While there are research roles and research skills involved in various roles within the Financial Services industry, as an area we will focus on the Research department which sits on the public information side of the ‘Chinese Wall’. Bear in mind that on the private side, research may include talks with management and further primary research to complement any secondary research. Research analysts will conduct fundamental analysis (should include some quantitative analysis and qualitative analysis) on companies and come up with equity reports for various stocks and shares, reviewing them over time, to ensure the information is up to date. This will include a factual representation of the business, but also some forecasts as to the future direction of the business, based on the underlying factors affecting the company’s profitability and growth. The general structure is often divided into the following sections: industry research, management overview, and commentary, historical financial results, forecasting, valuation, and recommendations. Forecasting often utilises complex financial models. This information is then published to clients-however, the fee structure has recently seen some changes due to the implementation of new regulations (MiFID II) in the European Union, making it a less profitable division and squeezing jobs in the sector. All reports based solely on public information can also be made available to the Sales and Trading department, which will then base their trades and recommendations on the ‘Buy’, ‘Sell’, and ‘Hold’ recommendations from the Research team. This team is also divided based on sector. 
Macroeconomic Research tends to be completed by other employees, sometimes in a separate division entirely, where they are also able to advise clients of the bank. This looks at wider factors affecting whole industries or economies. Economists are also employed by banks to help guide their overall direction through different economic climates and to spot any particular risks that may come about in their various lines of business as a result of macroeconomic changes and conditions. Credit Research is another area that looks at companies through a similar lens, except that instead of worrying about a company’s stock, it is looking at a company’s debt. This, therefore, focuses on the bond market and interest rates. This is also known as the fixed income section.    
This is sometimes slightly synonymous with the two above divisions, depending on the structure of the individual firm. However, it can also include a number of other operations, some of which are mentioned below.
This includes custody services (safekeeping of assets and corporate actions), fund accounting and administration (the support activities behind certain investment products offered), clearing and corporate trust, and loan agency services (where the bank has some sort of fiduciary responsibility for certain investors and facilitates borrowing for businesses).
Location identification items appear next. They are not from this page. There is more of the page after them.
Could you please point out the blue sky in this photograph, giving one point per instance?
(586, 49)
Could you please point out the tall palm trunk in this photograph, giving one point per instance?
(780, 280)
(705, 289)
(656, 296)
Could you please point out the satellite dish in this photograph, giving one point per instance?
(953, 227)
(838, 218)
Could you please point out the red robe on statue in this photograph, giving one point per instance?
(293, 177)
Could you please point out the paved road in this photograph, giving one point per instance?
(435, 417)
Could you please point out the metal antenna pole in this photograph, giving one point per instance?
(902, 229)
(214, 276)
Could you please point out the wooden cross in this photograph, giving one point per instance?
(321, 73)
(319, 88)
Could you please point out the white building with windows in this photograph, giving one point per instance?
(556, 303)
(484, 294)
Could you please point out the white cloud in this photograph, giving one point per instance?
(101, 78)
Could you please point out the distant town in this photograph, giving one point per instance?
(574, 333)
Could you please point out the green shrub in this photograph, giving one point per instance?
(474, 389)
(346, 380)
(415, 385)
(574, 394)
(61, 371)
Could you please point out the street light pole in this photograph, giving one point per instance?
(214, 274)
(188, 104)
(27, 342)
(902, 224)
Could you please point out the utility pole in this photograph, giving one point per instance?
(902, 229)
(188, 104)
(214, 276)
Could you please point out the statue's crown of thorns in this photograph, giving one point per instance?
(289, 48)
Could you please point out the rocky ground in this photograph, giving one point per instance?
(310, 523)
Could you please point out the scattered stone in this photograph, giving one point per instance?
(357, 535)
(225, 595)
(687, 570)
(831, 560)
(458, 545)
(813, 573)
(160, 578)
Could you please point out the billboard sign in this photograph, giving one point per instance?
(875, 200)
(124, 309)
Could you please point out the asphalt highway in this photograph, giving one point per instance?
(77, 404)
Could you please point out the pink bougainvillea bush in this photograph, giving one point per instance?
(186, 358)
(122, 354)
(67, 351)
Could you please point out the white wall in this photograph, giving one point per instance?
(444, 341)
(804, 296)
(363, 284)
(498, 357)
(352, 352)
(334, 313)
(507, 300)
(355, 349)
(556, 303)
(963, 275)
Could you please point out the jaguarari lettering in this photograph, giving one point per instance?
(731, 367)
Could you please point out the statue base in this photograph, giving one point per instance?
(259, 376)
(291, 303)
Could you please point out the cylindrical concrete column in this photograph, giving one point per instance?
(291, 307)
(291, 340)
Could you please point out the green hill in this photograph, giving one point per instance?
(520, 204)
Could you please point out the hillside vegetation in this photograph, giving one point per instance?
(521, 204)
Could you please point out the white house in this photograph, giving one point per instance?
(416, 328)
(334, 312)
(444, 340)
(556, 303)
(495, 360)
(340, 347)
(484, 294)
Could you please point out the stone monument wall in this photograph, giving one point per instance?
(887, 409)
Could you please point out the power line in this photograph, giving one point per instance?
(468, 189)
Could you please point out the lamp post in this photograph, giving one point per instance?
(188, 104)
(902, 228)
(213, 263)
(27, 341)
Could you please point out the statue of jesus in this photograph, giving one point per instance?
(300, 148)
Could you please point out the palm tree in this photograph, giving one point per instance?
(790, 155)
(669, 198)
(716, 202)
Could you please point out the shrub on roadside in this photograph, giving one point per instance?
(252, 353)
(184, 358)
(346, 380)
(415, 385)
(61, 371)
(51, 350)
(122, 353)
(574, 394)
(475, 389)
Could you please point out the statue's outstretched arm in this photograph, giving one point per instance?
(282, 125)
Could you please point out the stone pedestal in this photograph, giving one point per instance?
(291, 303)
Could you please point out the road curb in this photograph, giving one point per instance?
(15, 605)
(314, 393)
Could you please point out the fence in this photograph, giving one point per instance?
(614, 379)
They also include increasing the availability of a company’s shares on the equity side and collateral management (to meet complex financing and liquidity requirements).  
This corresponds to some of the back-office operations which facilitate transactions made by Sales and Trading teams. It also comprises of operations such as Risk and Compliance, which respectively ensure the bank is not exposing itself to overly many external or internal risks that could lead to a bank’s failure and that it is in line with regulations, to reduce financial and reputational risk. There is also often a technology department to both deal with any technological issues incurred through the day-to-day operations of the business, and to also improve existing processes and create new ones which improve efficiency and perhaps drive revenue directly, i.e. in the electronic trading space. Operations may be a separate division in itself, to support certain business lines more directly. Treasury is responsible for managing the bank’s liquidity and financial risk.  
Roles here may vary in nature, with some being more day-to-day based and often centered around firefighting any issues which arise. Others are based on longer-term client projects and facilitate changes to external factors, such as regulation. The main similarity between these roles is that they often require meetings to discuss what has happened in the markets and any other pertinent changes to their function. However, besides this, roles tend to vary greatly. Note: global transaction services and corporate banking services tend to be another separate area within large full-service banks.